Which will offer higher returns over the next 12 months, I bonds or bitcoin? A year ago, such a question would have been silly. Today, not so much. Bitcoin
Here’s what you need to know.
I Bond Basics
First introduced in 1998, I bonds are issued by the US government. Investors buy I bonds directly from the government through the TreasuryDirect.gov website. Unlike most other US bonds, however, I bonds are designed to protect savers from the ravages of inflation.
To do this, they adjust the interest rate twice a year (May and November) according to the evolution of the CPI. Two factors determine the interest rate on an I bond: a fixed rate and an inflation rate. The combination of these two rates gives us what is called the composite rate.
Today, the fixed rate is 0%. Not very exciting and likely to stay at zero percent when the Treasury announces new rates in May. The inflation rate, however, will rise to 9.62% annualized based on the latest CPI figures. published at the beginning of this month.
Beyond the interest rate, here are some key characteristics of I bonds that you should know:
- There is a limit of $10,000 per person on the amount one can invest in I bonds each year
- Individuals can buy an additional $5,000 in I bonds with their tax refunds
- Trusts and corporations can also buy I bonds
- I bonds cannot be redeemed for 12 months
- Redeeming I bonds before five years will incur a penalty equal to 3 months interest
- Bonds must be bought and sold directly with the government. Therefore, you won’t find them in a mutual fund or ETF.
Buy bonds I in April
The current composite rate on I bonds is 7.12%. This lower rate has some wondering if they should wait until next month to buy I bonds. The answer is a resounding no. Here’s why.

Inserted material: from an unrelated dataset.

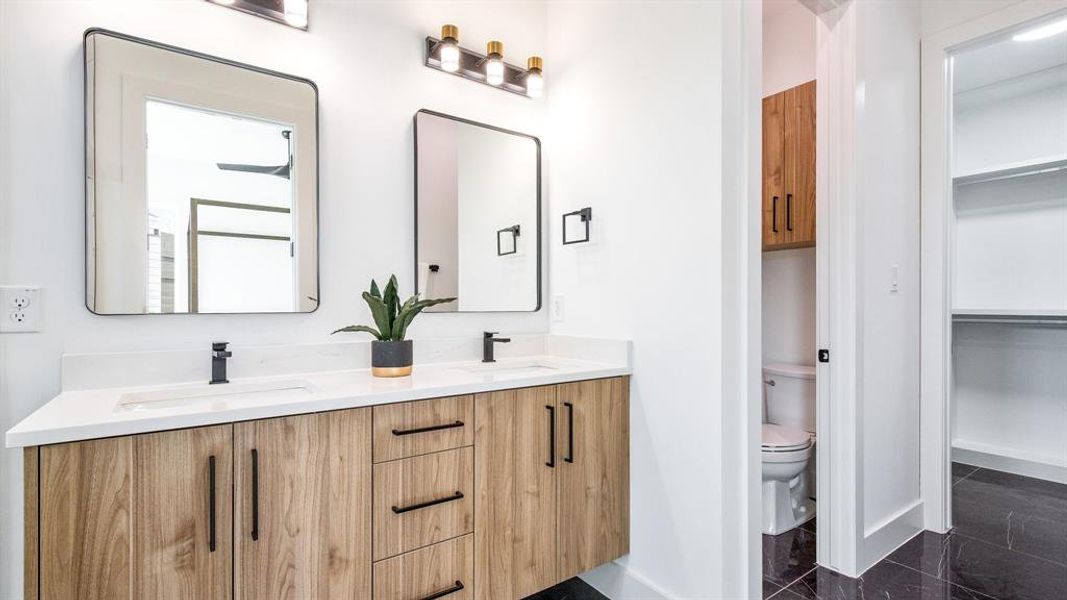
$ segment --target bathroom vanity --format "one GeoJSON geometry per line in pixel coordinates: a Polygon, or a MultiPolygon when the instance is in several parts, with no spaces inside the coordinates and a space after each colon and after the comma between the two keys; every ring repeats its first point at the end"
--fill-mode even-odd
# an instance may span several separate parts
{"type": "Polygon", "coordinates": [[[8,432],[26,597],[525,597],[628,551],[628,373],[540,356],[64,392],[8,432]]]}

The Treasury announces bond rates in May and November. When the new rates apply to a specific I Bond, however, depends on when you buy them. The key thing to remember is that you will never miss existing or new fares.
If you buy now in April 2022, you will benefit from the current composite rate of 7.12% for six full months. This is true even though the Treasury will announce the new rate in about two weeks.
More importantly, you won’t miss the new fare. Once you have owned Bond I for six months, you will then start receiving the composite rate that will be announced in May (estimated at 9.62%). And you will also receive this rate for six full months. The result is a rate of 8.37% for the first year.
You can view a helpful chart showing when bond rates change based on purchase date here.
I Bonds vs. TIPS
I bonds and TIPS (Treasury Inflation Protected Securities) protect investors from inflation. They do this, however, in two very different ways.
As stated above, I bonds protect us from inflation by adjusting the interest rate paid on the bond based on changes in the CPI. In contrast, the interest rate on TIPS remains the same throughout the life of the bond. Instead, the government adjusts the face value of the bond based on the CPI. The fixed interest rate is then applied to the adjusted nominal value.
There is another important difference. Unlike I bonds, TIPS can be bought and sold on the secondary market. Accordingly, you can buy TIPS through mutual funds and ETFs. This way, TIPS are easier to buy, especially in large quantities.
I Bonds vs. CDs
Given the current and future yields of I bonds, they are significantly better than even the best CD prices. This is true even if one plans to sell Bond I after one year and incur the 3 month interest penalty. The main difference is that with I bonds you cannot liquidate the first year and you are limited in the amount you can buy. With a CD, you can still withdraw your money, subject to an interest penalty.
Today, I bonds are arguably the best risk-adjusted investment one can make. Frankly, browsing the government website to buy I bonds is no walk in the park. But with rates expected to exceed 9%, it’s worth it.